As I've pointed out before either there is a change in policy or we got some unusually active downvoters recently. I don't know and I don't have time to research it but I guess someone with admin access could do some kind of query on users with unusual amount of downvotes?

I habitually downvote discussions about downvoting as they pretty much always distract from the topic at hand and really aren't all that interesting in themselves.

The best approach to being downvoted is not to woundedly post asking why you were downvoted, but to wait. If your post has genuine value, it will almost always be voted back up. This has happened to me more times than I can count.

If your post is not upvoted over time, perhaps you're wrong about its value. Certainly the community disagrees with you. That questioning should be directed inwardly. Perhaps sometimes the answer will be that you don't care if the community disagrees with you, you still feel your point was justified. That also happens to me.

I understand the emotional impulse to question what a poster feels to be an injustice, but all they're really doing is indulging their emotional impulse at the expense of actual on-topic and interesting discussion.

Please don't do that.

Sometimes, the way to improve your skill at communicating is getting feedback from the community.

Further, you can't assume that someone asking for such feedback is asking in a defensive way. Although that often happens, the written text is a poor way of judging that. Spoken tonality is more accurate. If you're interpreting a request for feedback as one coming out of being "wounded", that is more likely to be a projection of your own habits of communication and psyche than what is actually happening.

Thanks, seeing the discussion, for a moment I thought I'm the only one thinking this way.

Regarding people suggesting to "look into myself what I did wrong" - I was totally flabbergasted as to why I was downvoted, that's exactly why I wanted to ask and, hopefully, learn something. The only ideas I had were those I listed, but none seemed to match.
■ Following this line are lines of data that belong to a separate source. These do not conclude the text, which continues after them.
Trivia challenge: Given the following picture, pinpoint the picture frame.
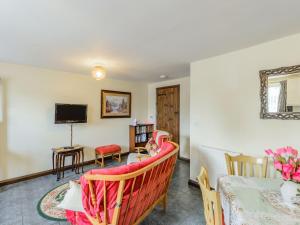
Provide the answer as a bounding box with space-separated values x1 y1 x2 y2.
100 90 131 119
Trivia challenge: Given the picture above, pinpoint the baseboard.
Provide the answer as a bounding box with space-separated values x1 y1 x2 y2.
188 179 200 188
0 152 129 187
179 156 190 162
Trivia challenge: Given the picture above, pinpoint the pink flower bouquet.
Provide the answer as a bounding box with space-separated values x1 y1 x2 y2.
265 147 300 183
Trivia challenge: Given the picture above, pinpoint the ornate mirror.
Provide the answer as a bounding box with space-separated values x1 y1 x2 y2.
259 65 300 120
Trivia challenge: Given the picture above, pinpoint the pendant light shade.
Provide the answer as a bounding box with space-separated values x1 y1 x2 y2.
92 66 106 80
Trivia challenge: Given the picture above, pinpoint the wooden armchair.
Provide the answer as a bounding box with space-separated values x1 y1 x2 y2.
225 153 268 178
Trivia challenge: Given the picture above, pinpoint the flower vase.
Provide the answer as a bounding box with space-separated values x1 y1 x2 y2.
280 181 300 205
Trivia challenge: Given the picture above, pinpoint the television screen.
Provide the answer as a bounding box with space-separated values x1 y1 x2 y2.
55 103 87 123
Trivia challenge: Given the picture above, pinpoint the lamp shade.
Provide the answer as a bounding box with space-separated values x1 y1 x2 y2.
92 66 106 80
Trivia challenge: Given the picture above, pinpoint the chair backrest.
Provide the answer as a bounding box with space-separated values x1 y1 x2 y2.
198 167 222 225
225 153 268 178
81 142 179 225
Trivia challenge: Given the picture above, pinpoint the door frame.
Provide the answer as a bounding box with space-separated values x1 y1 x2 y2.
155 84 181 159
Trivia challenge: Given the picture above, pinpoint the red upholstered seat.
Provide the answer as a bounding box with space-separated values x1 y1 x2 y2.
95 144 121 154
66 142 178 225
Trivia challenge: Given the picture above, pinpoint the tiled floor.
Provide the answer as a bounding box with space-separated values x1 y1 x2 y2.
0 159 205 225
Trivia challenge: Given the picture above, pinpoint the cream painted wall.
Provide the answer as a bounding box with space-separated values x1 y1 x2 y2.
148 77 190 159
287 78 300 107
190 34 300 184
0 63 148 180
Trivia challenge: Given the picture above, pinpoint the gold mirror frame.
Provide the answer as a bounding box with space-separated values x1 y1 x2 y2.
259 65 300 120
Now, from the comments I learned something, that the quotes I used were apparently seen by some as "selective" and/or not reflecting the message of the article. Now, this at least explains somewhat the reasons, and for this I'm grateful; although I actually still can't say I agree, given that: 1) I believe I'd personally rather comment instead of downvoting in such case; 2) quoting is always more or less selective, yet here the quotes are quite large, and I'd still stand by opinion they do reflect the contents of the article; 3) the movie is composed fully of assertive sentences, and the quote and the article do counter them explicitly (e.g. movie: wolves -> willows grow higher; article: willows don't grow higher) and references multiple scientifical studies for that IIUC; 4) actually one of most important reasons I admire HN is when people provide calm but strong counterarguments to anything with quotes and references to scientifical papers, so that's what I try to do too...
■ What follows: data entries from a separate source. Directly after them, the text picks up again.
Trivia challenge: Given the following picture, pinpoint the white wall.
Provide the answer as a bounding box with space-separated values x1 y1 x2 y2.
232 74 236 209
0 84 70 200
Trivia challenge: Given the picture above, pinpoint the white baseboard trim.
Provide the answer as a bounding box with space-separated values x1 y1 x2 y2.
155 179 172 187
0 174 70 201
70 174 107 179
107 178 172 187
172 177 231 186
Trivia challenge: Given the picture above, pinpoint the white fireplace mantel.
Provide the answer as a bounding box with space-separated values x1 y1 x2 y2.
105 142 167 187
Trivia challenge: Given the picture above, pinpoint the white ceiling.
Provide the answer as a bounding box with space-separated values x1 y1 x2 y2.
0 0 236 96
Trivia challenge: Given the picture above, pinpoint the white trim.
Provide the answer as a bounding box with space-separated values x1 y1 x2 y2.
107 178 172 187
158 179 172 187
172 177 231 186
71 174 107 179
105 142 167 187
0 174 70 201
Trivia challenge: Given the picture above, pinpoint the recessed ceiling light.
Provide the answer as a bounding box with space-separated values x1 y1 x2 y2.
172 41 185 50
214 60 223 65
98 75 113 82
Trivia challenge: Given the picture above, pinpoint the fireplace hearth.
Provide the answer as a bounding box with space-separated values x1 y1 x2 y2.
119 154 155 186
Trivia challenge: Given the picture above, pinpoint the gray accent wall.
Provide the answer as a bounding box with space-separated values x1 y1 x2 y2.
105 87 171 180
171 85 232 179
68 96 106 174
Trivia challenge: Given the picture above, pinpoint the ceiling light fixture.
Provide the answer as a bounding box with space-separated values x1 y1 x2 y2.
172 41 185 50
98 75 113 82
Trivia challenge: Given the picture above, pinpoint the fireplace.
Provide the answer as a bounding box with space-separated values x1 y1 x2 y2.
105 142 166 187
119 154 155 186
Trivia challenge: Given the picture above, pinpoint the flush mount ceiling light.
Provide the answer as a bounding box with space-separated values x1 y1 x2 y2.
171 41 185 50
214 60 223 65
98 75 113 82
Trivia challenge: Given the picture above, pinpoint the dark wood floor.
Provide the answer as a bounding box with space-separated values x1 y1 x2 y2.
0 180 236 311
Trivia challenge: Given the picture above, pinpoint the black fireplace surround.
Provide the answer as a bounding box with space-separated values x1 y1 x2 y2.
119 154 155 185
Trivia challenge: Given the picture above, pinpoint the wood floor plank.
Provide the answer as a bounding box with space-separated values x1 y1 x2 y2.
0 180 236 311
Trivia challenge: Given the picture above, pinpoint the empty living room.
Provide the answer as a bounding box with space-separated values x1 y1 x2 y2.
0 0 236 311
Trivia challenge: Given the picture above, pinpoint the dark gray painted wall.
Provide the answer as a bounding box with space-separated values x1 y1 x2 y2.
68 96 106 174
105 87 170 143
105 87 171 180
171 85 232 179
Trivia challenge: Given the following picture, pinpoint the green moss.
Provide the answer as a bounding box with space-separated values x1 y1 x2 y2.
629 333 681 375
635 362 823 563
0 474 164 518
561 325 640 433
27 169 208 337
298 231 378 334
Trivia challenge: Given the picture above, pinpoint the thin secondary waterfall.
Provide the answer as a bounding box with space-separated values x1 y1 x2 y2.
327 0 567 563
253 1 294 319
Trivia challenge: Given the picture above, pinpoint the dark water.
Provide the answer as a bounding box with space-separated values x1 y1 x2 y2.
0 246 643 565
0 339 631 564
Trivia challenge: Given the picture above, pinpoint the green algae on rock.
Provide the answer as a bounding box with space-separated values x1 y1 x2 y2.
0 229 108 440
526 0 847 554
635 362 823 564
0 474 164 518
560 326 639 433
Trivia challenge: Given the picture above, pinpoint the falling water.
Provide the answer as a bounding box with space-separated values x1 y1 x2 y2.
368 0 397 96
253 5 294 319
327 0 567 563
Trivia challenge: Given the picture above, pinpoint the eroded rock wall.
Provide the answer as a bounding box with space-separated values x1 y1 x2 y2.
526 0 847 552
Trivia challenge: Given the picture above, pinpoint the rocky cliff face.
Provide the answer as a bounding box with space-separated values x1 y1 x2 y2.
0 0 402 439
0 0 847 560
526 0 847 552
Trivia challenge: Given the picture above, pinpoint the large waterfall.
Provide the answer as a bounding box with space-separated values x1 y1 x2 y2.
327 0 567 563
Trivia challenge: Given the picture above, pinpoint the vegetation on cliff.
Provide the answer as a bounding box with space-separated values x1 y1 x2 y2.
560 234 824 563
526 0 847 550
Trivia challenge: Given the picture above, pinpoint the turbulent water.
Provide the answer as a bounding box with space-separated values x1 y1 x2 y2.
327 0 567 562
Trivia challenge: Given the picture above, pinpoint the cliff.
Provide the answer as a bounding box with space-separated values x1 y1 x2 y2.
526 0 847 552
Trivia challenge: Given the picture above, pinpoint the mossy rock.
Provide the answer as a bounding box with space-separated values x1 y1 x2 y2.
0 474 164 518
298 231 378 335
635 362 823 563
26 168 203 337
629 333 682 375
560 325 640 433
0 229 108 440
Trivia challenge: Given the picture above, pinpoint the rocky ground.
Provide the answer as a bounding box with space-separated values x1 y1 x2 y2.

I see and I used to agree although I usually didn't care to do that myself. Lately I find a lot of the downvoting that has been going on has been so stupid that the stupid "why the downvotes?" question has seemed relevant.
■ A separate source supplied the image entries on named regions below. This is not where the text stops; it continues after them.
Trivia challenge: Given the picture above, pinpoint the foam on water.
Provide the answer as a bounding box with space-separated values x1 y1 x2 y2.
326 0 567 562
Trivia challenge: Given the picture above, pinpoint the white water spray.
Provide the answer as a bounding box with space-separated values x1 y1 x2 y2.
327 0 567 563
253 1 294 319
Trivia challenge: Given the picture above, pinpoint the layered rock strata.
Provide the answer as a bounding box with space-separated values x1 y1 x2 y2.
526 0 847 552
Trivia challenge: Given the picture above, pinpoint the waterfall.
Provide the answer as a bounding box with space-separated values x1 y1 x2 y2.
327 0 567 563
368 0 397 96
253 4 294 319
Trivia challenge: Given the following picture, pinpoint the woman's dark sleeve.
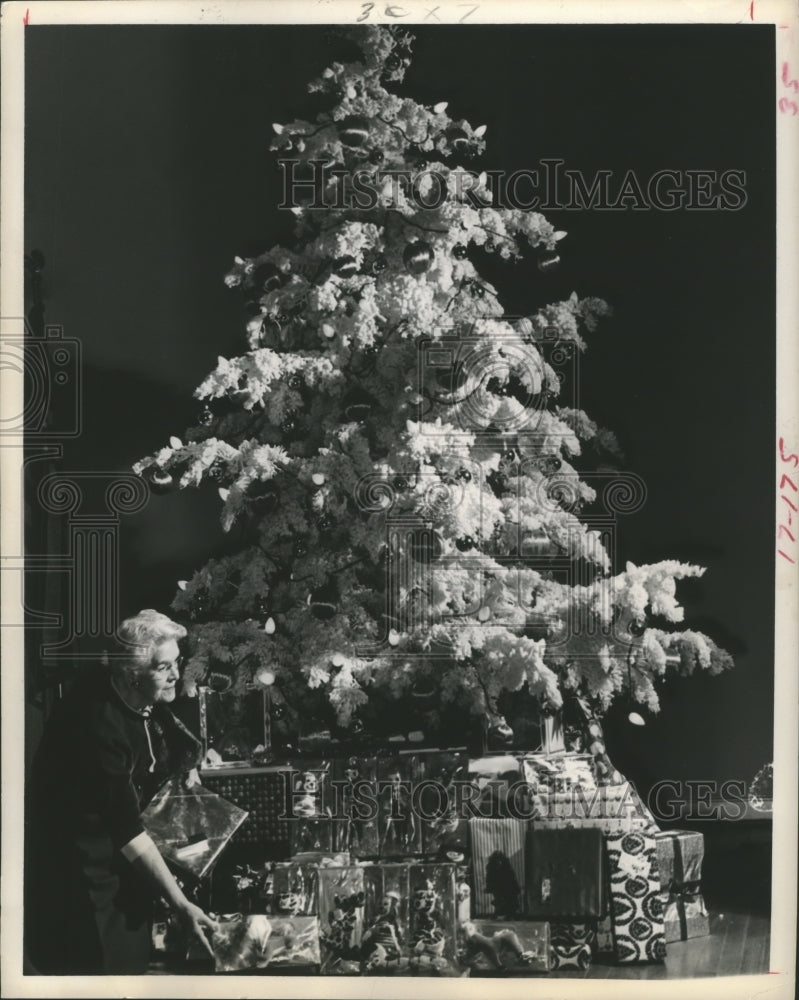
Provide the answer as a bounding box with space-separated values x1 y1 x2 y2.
86 716 144 848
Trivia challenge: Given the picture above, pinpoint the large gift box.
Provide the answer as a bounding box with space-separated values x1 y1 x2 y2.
460 920 551 976
333 754 380 858
141 778 247 879
525 823 607 919
656 830 710 943
188 913 320 972
319 865 366 976
469 819 527 919
607 832 666 964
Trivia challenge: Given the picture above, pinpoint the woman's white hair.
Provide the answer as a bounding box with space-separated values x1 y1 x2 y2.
111 608 186 676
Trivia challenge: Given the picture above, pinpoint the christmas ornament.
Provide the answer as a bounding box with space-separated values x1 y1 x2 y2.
342 386 375 421
310 581 338 622
402 240 433 274
408 528 444 563
444 125 469 153
147 465 175 493
333 254 358 278
538 251 560 274
338 115 370 149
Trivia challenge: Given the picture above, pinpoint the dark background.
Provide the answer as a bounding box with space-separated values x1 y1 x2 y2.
25 25 775 804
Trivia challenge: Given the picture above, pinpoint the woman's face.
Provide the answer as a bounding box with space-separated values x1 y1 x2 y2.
139 639 180 705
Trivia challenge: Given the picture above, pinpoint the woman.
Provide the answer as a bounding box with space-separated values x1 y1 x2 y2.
25 610 216 975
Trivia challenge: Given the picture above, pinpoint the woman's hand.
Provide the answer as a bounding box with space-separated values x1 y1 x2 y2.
175 899 219 958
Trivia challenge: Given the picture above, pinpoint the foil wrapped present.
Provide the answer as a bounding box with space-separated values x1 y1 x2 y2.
606 832 666 964
460 920 552 976
141 778 247 879
319 865 366 976
469 819 527 919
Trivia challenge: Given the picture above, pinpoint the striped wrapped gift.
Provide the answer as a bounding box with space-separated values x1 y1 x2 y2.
469 819 527 918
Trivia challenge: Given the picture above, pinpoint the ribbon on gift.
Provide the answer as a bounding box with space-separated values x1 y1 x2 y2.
667 881 705 941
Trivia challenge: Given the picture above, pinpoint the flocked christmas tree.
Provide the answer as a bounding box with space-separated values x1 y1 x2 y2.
136 26 730 752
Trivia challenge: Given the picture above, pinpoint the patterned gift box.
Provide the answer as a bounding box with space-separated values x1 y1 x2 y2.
607 832 666 964
411 750 469 860
661 882 710 944
333 755 380 858
525 824 607 919
469 819 527 918
460 920 552 976
467 754 532 819
550 921 596 972
319 866 366 976
377 754 422 858
655 830 705 889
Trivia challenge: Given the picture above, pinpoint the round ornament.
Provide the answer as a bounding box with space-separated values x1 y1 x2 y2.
402 240 433 274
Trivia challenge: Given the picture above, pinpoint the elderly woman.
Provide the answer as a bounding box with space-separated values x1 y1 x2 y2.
25 611 216 975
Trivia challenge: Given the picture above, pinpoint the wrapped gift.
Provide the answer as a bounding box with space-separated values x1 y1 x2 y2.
361 862 410 975
332 755 380 858
263 861 319 917
408 864 458 976
460 920 551 976
377 754 422 858
412 750 469 856
550 921 596 972
661 882 710 944
288 817 333 861
464 754 532 819
522 751 596 793
469 819 526 919
199 686 270 766
141 778 247 879
606 832 666 964
319 866 366 976
655 830 705 889
188 913 320 972
525 825 607 919
534 782 649 833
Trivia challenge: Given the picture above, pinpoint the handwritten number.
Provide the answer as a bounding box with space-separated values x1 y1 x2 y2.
780 438 799 469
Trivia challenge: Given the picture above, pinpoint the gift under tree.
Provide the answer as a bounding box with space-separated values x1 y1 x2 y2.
136 26 730 752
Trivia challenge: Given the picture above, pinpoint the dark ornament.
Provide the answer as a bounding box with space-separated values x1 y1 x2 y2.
402 240 433 274
338 115 370 149
408 528 444 565
444 125 469 153
333 254 358 278
538 251 560 274
343 386 375 421
310 582 338 622
147 465 175 493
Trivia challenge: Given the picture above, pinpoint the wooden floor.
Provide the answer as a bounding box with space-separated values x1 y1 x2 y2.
150 913 769 981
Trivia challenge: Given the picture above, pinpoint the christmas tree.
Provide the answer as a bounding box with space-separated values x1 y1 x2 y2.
135 26 730 752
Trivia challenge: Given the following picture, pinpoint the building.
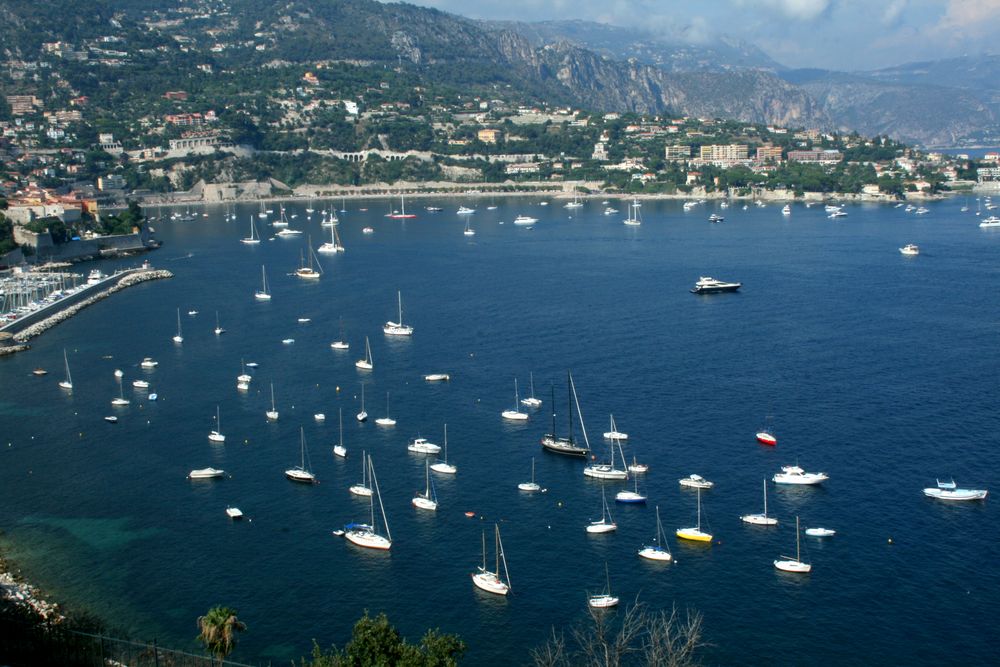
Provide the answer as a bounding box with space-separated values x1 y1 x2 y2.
788 148 844 164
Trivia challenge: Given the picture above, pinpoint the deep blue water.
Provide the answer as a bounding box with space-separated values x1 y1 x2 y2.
0 200 1000 665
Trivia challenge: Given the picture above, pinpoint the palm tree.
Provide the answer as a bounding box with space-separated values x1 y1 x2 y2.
198 606 247 661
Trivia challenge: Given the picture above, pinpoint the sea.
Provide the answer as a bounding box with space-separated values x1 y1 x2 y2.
0 197 1000 665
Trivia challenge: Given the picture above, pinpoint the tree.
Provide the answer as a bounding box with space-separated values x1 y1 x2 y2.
302 611 465 667
531 602 705 667
198 605 247 660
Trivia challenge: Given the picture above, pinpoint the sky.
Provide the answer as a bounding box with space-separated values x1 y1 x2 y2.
396 0 1000 70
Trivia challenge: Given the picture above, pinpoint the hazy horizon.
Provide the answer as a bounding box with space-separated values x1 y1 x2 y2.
396 0 1000 71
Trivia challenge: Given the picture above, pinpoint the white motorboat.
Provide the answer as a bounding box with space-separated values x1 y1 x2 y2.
772 466 830 485
410 460 437 512
740 479 778 526
188 468 226 479
521 373 542 408
375 392 396 426
472 524 511 595
285 426 316 484
774 517 812 574
431 424 458 475
500 378 528 421
517 456 542 492
674 487 712 543
406 438 441 454
677 475 715 489
354 336 375 371
587 486 618 533
344 456 392 551
924 480 988 500
639 505 673 561
333 408 347 459
604 415 628 440
382 291 413 336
My theory is that we're seeing the influx of Reddit members.

There's evidence even this thread, as in the children of this parent (https://news.ycombinator.com/item?id=8449500). Comments that add nothing meaningful, often contributing nothing other than snark or inane "Internet comedy".

There is much that is positive about Reddit, and much that is negative. Something HN doesn't need is the blatant downvoting because of mere differences in opinion.

Personally, I wish HN didn't have a downvote button at all, but that we could leave actual moderation to moderators.

I wonder if the big story is about a different predator species so apex that wolves are basically a hobby for it, and how changes in the behavior and priorities of that species can have dramatic impacts on the park.

Look around a bit and you'll see loads of articles and rebuttals to this video's thesis. I for one thought the video was really beautiful but it shouldn't stop researchers from attempting to be accurate, even when it isn't something we want to hear.